All other Plans:  -4% or approximately $33/month (Plans “Too new to be rated” will either get assigned a weighted average of other existing plans within the Parent organization or will be assigned a 3.5% bonus if the Parent has no other rated plans.)

Non Profit Plans:

3.0 Star Plans:  -6.6% or approximately $57/month

3.5 Star Plans:  -7.1% or approximately $60/month

All other Plan Ratings:  -3.6% or approximately $31/month

As you can see, although the average impact will be around $50/month, the range just when accounting for bonuses and loss of tax status goes from a low of $31/month to a high of $63/month which is a little more than double.
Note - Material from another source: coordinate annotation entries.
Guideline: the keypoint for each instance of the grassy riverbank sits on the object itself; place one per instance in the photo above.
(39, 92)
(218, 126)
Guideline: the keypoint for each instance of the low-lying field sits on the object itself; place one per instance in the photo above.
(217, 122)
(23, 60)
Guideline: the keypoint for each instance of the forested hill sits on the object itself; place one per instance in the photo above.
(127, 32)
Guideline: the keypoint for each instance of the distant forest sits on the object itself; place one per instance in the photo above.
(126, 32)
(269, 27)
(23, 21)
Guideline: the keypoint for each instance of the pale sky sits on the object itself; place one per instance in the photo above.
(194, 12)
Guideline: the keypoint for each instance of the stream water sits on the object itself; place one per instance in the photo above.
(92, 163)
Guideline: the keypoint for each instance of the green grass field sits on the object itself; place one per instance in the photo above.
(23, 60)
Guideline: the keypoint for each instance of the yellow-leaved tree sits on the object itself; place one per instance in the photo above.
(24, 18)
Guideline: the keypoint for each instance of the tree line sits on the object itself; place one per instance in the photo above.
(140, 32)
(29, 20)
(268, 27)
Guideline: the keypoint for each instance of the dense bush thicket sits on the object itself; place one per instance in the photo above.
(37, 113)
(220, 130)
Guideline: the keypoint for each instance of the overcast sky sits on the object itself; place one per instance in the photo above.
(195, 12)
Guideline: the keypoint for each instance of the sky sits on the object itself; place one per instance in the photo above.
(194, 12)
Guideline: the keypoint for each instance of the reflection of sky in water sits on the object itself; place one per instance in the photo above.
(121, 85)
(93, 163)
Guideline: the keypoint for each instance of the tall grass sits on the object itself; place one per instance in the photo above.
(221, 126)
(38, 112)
For those in double bonus counties, the impact is more extreme.  For example, a 3.5 star, for profit plan would lose approximately 11% funding or $94/month!  (There are approximately 342 double bonus counties!)

CMS has opened the door for SilverScript to accept auto assignments for Medicare beneficiaries with Low Income Subsidy.  CMS monitored their enrollment activity from January 1st, 2014 through February 20th, 2014 and determined that there was sufficient improvement to lift the sanction on auto enrollment and reassignment exclusion.